The SEC’s and the EPA’s budgets are visible costs: the numbers are written down in a book and debated. Their benefits — birth defects prevented, financial crises averted — are longer-term, and the connection is not always visible. In fact, if government is working well, we often don’t notice the regulation’s benefits. Had the SEC been working perfectly, we might have avoided a financial crisis altogether. When FEMA fell apart under the Bush administration and New Orleans drowned, we noticed that failure; had FEMA done its job, there would have been nothing to notice. We had 30 or 40 years of financial stability after the Great Depression, in no small part because banks were kept highly regulated and boring. I suspect this invited people to think that regulation was unnecessary, because the world seemed to do fine without it. But that doesn’t mean the regulation went away; it just means the regulation was invisible.
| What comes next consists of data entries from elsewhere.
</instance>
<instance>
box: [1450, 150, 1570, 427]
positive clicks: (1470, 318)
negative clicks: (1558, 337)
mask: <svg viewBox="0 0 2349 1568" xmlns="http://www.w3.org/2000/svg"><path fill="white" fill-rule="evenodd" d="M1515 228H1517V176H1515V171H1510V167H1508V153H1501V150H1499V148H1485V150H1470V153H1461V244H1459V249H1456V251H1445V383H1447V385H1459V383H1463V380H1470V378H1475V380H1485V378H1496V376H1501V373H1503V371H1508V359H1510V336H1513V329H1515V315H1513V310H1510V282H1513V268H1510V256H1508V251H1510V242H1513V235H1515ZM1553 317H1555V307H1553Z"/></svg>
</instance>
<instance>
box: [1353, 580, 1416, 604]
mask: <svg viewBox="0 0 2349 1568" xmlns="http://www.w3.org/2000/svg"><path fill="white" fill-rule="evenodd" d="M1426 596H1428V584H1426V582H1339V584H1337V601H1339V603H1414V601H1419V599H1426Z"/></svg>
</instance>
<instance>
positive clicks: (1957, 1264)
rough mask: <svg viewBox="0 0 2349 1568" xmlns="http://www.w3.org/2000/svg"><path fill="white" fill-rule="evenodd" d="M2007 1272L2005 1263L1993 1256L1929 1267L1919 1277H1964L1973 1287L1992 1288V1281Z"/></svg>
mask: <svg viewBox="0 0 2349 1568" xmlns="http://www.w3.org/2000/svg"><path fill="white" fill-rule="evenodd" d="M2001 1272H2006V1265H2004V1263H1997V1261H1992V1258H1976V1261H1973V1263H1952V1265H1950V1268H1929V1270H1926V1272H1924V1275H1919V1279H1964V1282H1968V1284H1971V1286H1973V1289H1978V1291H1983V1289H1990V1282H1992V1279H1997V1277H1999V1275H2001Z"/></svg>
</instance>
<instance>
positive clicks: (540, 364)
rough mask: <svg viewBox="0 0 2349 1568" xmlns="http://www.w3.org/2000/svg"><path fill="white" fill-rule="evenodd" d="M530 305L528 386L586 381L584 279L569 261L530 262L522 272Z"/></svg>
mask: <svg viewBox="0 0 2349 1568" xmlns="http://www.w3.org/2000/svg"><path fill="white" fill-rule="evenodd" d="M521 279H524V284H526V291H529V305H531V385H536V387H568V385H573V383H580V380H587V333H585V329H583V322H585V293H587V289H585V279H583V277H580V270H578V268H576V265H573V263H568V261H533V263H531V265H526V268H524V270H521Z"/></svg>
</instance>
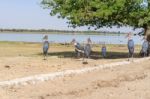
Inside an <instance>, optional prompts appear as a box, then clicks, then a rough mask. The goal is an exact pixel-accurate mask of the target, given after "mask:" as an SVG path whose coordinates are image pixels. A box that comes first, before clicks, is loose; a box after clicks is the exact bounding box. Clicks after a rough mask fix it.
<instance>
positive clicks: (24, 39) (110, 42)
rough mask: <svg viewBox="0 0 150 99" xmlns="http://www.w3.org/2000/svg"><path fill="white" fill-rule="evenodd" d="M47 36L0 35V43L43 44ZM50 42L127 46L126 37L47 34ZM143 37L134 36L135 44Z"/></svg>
mask: <svg viewBox="0 0 150 99" xmlns="http://www.w3.org/2000/svg"><path fill="white" fill-rule="evenodd" d="M44 35H45V34H39V33H37V34H36V33H34V34H30V33H0V41H18V42H20V41H22V42H42V37H43V36H44ZM47 35H48V36H49V41H50V42H56V43H65V42H66V43H69V42H71V40H72V39H73V38H75V39H76V40H77V41H78V42H84V41H86V39H87V38H89V37H90V38H91V40H92V41H93V42H95V43H100V42H105V43H107V44H127V39H126V38H125V35H120V36H119V35H84V34H47ZM141 39H142V37H140V36H133V40H134V42H135V44H142V42H143V41H141Z"/></svg>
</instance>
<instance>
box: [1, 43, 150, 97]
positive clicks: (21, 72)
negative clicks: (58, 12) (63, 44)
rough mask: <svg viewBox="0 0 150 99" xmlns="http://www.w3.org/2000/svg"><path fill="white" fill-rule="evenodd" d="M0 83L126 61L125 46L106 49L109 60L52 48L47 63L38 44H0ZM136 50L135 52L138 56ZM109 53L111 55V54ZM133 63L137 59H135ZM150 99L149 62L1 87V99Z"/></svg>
mask: <svg viewBox="0 0 150 99" xmlns="http://www.w3.org/2000/svg"><path fill="white" fill-rule="evenodd" d="M0 45H1V46H0V82H2V81H5V80H12V79H16V78H22V77H28V76H34V75H39V74H47V73H54V72H59V71H64V70H76V69H83V68H87V67H96V66H97V65H103V64H109V63H115V62H120V61H126V60H127V47H126V46H125V45H115V46H113V45H109V46H107V50H108V54H107V55H108V57H107V58H106V59H103V58H101V56H100V52H99V51H100V46H97V45H96V46H94V47H93V51H95V52H97V53H96V54H95V55H97V56H98V58H96V59H93V58H92V59H86V61H87V62H88V64H82V58H80V59H76V58H74V57H73V56H72V54H73V51H74V48H73V46H71V45H51V46H50V50H49V57H48V60H46V61H45V60H43V57H42V55H41V44H37V43H21V42H20V43H10V42H0ZM139 50H140V47H139V46H137V47H136V50H135V52H137V53H138V52H139ZM110 51H111V52H110ZM135 56H136V57H135V60H136V59H137V58H138V57H137V55H135ZM71 98H72V99H150V60H145V61H143V62H140V63H135V62H133V63H131V64H129V65H123V66H118V67H114V68H111V69H110V68H107V69H102V70H98V71H94V72H90V73H89V72H87V73H84V74H80V75H70V76H65V77H63V78H56V79H55V80H49V81H46V82H39V83H36V84H35V85H32V84H29V85H26V86H22V85H19V86H8V87H0V99H71Z"/></svg>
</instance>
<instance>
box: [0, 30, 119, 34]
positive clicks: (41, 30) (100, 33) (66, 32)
mask: <svg viewBox="0 0 150 99" xmlns="http://www.w3.org/2000/svg"><path fill="white" fill-rule="evenodd" d="M0 32H40V33H42V32H43V33H81V34H82V33H88V34H93V33H95V34H105V33H109V34H116V32H106V31H91V30H89V31H69V30H52V29H38V30H36V29H0ZM117 34H120V32H117Z"/></svg>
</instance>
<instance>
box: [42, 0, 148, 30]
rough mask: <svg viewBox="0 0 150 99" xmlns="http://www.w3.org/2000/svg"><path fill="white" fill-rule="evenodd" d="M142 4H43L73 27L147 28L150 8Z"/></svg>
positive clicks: (103, 3)
mask: <svg viewBox="0 0 150 99" xmlns="http://www.w3.org/2000/svg"><path fill="white" fill-rule="evenodd" d="M144 1H146V0H144ZM142 2H143V0H42V2H41V3H42V4H43V5H44V7H46V8H50V10H51V12H50V15H51V16H54V15H57V16H58V17H59V18H66V19H68V23H69V25H70V26H72V27H76V26H89V27H96V28H100V27H102V26H109V27H111V26H113V25H117V26H122V25H130V26H133V27H135V28H137V27H144V28H146V27H147V26H149V25H150V7H149V6H147V5H146V6H145V5H142ZM148 3H150V0H148Z"/></svg>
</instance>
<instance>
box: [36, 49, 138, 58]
mask: <svg viewBox="0 0 150 99" xmlns="http://www.w3.org/2000/svg"><path fill="white" fill-rule="evenodd" d="M38 55H40V56H41V55H42V53H38ZM48 56H57V57H58V58H77V56H76V53H75V52H74V51H63V52H50V53H48ZM81 57H82V56H81ZM90 58H91V59H95V60H96V59H122V58H128V53H127V52H107V55H106V57H105V58H103V57H102V55H101V52H98V51H94V52H92V53H91V56H90ZM134 58H140V55H139V53H135V54H134Z"/></svg>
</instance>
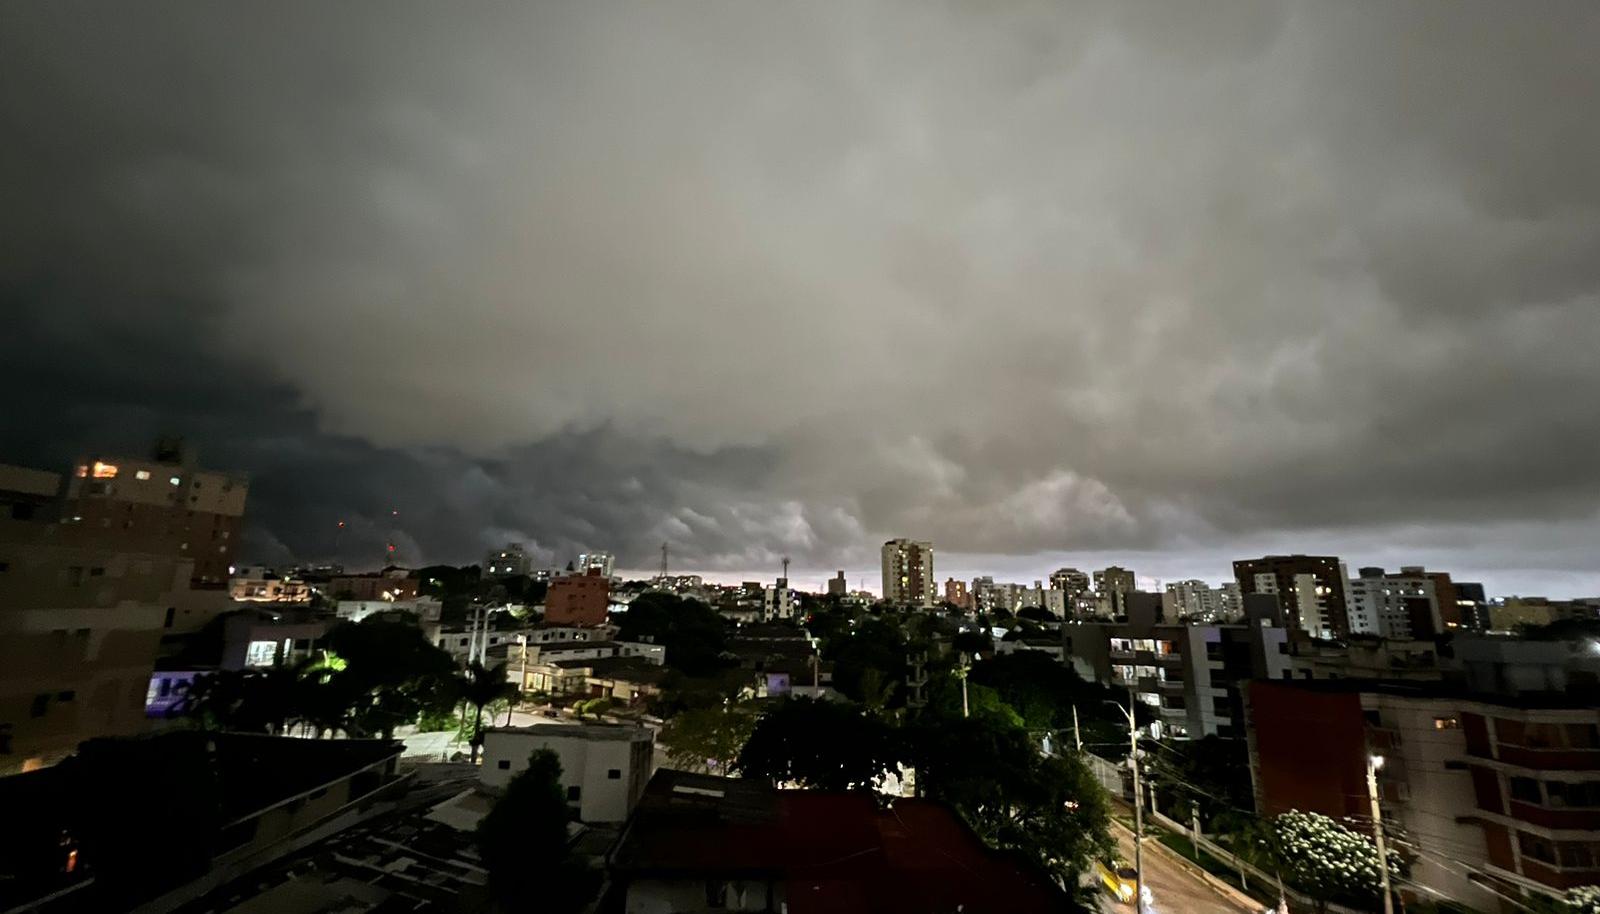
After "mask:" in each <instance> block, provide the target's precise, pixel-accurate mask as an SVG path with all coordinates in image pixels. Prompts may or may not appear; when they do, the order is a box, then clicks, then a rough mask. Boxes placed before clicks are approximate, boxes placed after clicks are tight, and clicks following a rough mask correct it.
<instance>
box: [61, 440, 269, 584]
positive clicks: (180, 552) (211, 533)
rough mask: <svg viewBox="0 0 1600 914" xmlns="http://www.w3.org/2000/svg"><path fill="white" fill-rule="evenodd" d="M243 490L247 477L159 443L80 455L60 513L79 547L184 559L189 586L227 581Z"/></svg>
mask: <svg viewBox="0 0 1600 914" xmlns="http://www.w3.org/2000/svg"><path fill="white" fill-rule="evenodd" d="M248 495H250V482H248V480H246V479H245V477H242V475H234V474H224V472H214V471H205V469H198V467H197V466H195V463H194V458H192V456H190V455H189V453H187V451H184V448H182V445H181V443H176V442H160V443H158V445H157V448H155V453H154V455H152V458H150V459H139V458H125V456H106V455H99V456H90V458H85V459H82V461H78V464H77V469H75V471H74V474H72V477H70V479H67V487H66V493H64V498H62V503H61V509H59V511H61V523H62V527H67V525H70V527H72V528H74V530H72V538H74V541H77V543H80V544H83V546H91V547H107V549H122V551H130V552H149V554H158V555H173V557H176V559H189V560H190V562H192V563H194V567H192V575H194V584H195V586H200V587H226V586H227V581H229V575H230V571H229V568H230V567H232V565H234V555H235V554H237V549H238V535H240V530H242V528H243V520H245V498H246V496H248Z"/></svg>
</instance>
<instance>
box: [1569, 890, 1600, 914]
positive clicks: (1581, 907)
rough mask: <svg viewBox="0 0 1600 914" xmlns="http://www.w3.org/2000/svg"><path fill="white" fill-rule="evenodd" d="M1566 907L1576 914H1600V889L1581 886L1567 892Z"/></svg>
mask: <svg viewBox="0 0 1600 914" xmlns="http://www.w3.org/2000/svg"><path fill="white" fill-rule="evenodd" d="M1566 906H1568V908H1571V909H1573V912H1574V914H1600V887H1597V885H1579V887H1578V888H1570V890H1568V892H1566Z"/></svg>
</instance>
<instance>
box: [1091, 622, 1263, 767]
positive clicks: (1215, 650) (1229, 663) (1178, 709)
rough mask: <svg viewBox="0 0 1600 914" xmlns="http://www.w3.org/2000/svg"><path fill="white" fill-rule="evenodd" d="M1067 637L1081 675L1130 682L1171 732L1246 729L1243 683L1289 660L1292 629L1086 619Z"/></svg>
mask: <svg viewBox="0 0 1600 914" xmlns="http://www.w3.org/2000/svg"><path fill="white" fill-rule="evenodd" d="M1062 639H1064V642H1066V651H1067V661H1069V663H1070V664H1072V667H1074V669H1075V671H1077V672H1078V675H1082V677H1083V679H1085V680H1090V682H1098V683H1101V685H1106V687H1110V688H1117V690H1131V692H1133V696H1134V701H1139V703H1142V704H1146V706H1147V708H1150V711H1154V714H1155V716H1157V719H1160V720H1162V725H1163V730H1165V732H1166V735H1170V736H1174V738H1194V740H1198V738H1202V736H1227V738H1234V736H1243V733H1245V725H1243V720H1245V717H1243V692H1242V690H1243V685H1245V683H1246V682H1250V680H1251V679H1282V677H1283V674H1285V671H1286V669H1288V664H1290V658H1288V653H1286V648H1285V643H1286V639H1288V632H1285V631H1283V629H1282V627H1275V626H1270V624H1240V626H1202V624H1189V626H1186V624H1160V623H1152V621H1149V619H1141V621H1130V623H1082V624H1072V626H1062Z"/></svg>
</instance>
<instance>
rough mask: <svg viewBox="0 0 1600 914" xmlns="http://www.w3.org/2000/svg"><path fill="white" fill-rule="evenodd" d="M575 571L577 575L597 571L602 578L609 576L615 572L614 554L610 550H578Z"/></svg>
mask: <svg viewBox="0 0 1600 914" xmlns="http://www.w3.org/2000/svg"><path fill="white" fill-rule="evenodd" d="M576 571H578V573H579V575H587V573H589V571H598V573H600V576H602V578H610V576H611V575H614V573H616V555H613V554H610V552H579V554H578V568H576Z"/></svg>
Invisible, properly-functioning regulation — from FEMA, from the SEC, from the EPA — means invisible benefits: cities that don’t flood, financial crises that don’t drive us into recession, rivers that we can swim in without thinking of the agencies that made it possible. The costs, though, are there for everyone to see in the budget books every year.

To every decision there are costs and benefits, but somehow government policies are treated as though they conferred costs and never benefits. This same refusal to see the forest for the trees came up when the Affordable Care Act was being debated. Democrats insisted on keeping the cost of the bill below an arbitrary limit of $1 trillion over 10 years. But don’t focus on “how much the government spends on health care”; focus on “how much the average taxpayer is spending on health care”; whether the taxpayer’s expense comes out of taxes or from his wallet is largely immaterial. Presumably when the government spends $1 trillion on health reform, that’s going to lower the amount that we consumers have to spend out of pocket. So it’s just transferring expenses from one bucket (out-of-pocket health-care expenses) to another (taxes). Does a dollar taken from taxes reduce out-of-pocket expenses by more than a dollar? If so, there’s a good argument that we should spend that dollar; if not, there’s less of a good argument.

Granted, you could argue that government expenses are always worse than personal expenses, no matter the ratio. This is an argument from principle, which you get from dyed-in-the-wool libertarians, and it’s crazy. I think most Americans would reject it out of hand, and it absolutely wouldn’t sell. Suppose a dollar of government health-care expense, or a dollar spent regulating the private insurance industry, saved $10 off the average American’s out-of-pocket health expenses. Would you be willing to let the government handle this and charge you your dollar of tax? I know I would; I hope you would too.

Sometimes what government gives us for our taxes is something that the private market just couldn’t provide. Medicare provides insurance for old people, which they couldn’t get at any price beforehand. Here it’s not even a question of how much it costs the government to provide something that the market also provides; it’s the government creating a functioning market where none existed before.

Again: to every policy there are costs and there are benefits. We live in a time when government policies are assumed to consist solely of costs with nary a benefit. Republicans rejoice in this assumption, which allows them to talk about “cutting $60 billion” without having to answer the question: are they also cutting more than $60 billion in benefits?

We need to stop considering government expenses in their own separate bucket. At the very least, we need two expense buckets: out-of-pocket expenses and tax expenses. We simply cannot view the federal budget in isolation from the rest of the economy.